TEU member Emily Brown, Lecturer at Universal College of Learning, shares with us her experience of insecure work and the importance of her recently securing a permanent agreement.

I choose to work part-time. I’ve chosen to have children, to volunteer as a surf lifeguard, to learn Te Reo Māori, and to offer my time as a volunteer swim coach for ten or more hours each week.

Despite having degrees in psychology and computer science, with an additional major in maths, 2019 is the first time I have held a permanent position since leaving the full-time workforce in 2005.

When I started casual work in 2010, in Christchurch, I enjoyed the flexibility. It was useful when I went into premature labour with one of our children that I didn’t actually “have” to do any more work. I took marking when I could and left it when I couldn’t. As time went on and marking became tutoring and course coordinating as well, I was relatively well looked after, but each new year was accompanied by a nervousness as to what work it would bring.

In 2013 we moved to Palmerston North and I began working on a casual basis for Massey University. I worked on a number of maths and engineering papers, and during term time I was often engaged for more than 20 hours a week. I worked at Massey until the end of 2018, on the same courses, and in my final year there I also had a fixed-term appointment across campus teaching communications.

During this time, I became well liked and respected by the students. They petitioned for more of my time, checked which tutorial they could come to in order to make sure that I’d be there, and recommended me to future students. In return, I taught to the best of my ability, advocated for students, looked after them when things went wrong, wrote references for them and set them up with work experience. Despite this, I was never consulted on any course decisions, I never had any assurance of ongoing work and never received anything more than a complimentary email to thank me for my efforts.

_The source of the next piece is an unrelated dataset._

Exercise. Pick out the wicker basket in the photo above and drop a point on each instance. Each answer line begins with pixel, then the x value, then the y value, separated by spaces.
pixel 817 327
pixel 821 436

For me though, the real low point was reached when after four and a half years of work I finally called in sick. I’d taught my way through head colds, bronchitis and various forms of ill health. I’d even had laparoscopic surgery and turned up to work two days later.

But on this particular day in 2018 I was scared of vomiting on the students, so I called in sick. Later, someone I reported to told me I would still get paid, as long as I covered for a fellow casual workers class.

I was once told that casual work is a gift, that I was lucky to have it. I was always made to feel like I had to toe the line – or someone else would have my job. My pay was never amazing, and sometimes rates I was offered were only correct when holiday pay was included. My opinion never seemed to matter and was certainly never sought out. I was left wondering if perhaps we should rename the people who do casual work – ‘disposable workers’. After a while, being part of the ‘Disposable Workforce’ wasn’t good for my well being. It caused financial stress, left me feeling low, controlled, and somewhat unworthy.

This year, I’m employed on a permanent part-time basis by UCOL. As a part-time worker, I don’t always feel as much a part of things as I’d like to, but this summer, when I’m not teaching, I’ll be paid. If I’m sick, I’ll be paid. If I voice my views I won’t be “no longer required”. If I have something to offer it’s recognised and it’s a real relief to have left the ‘disposable workforce’.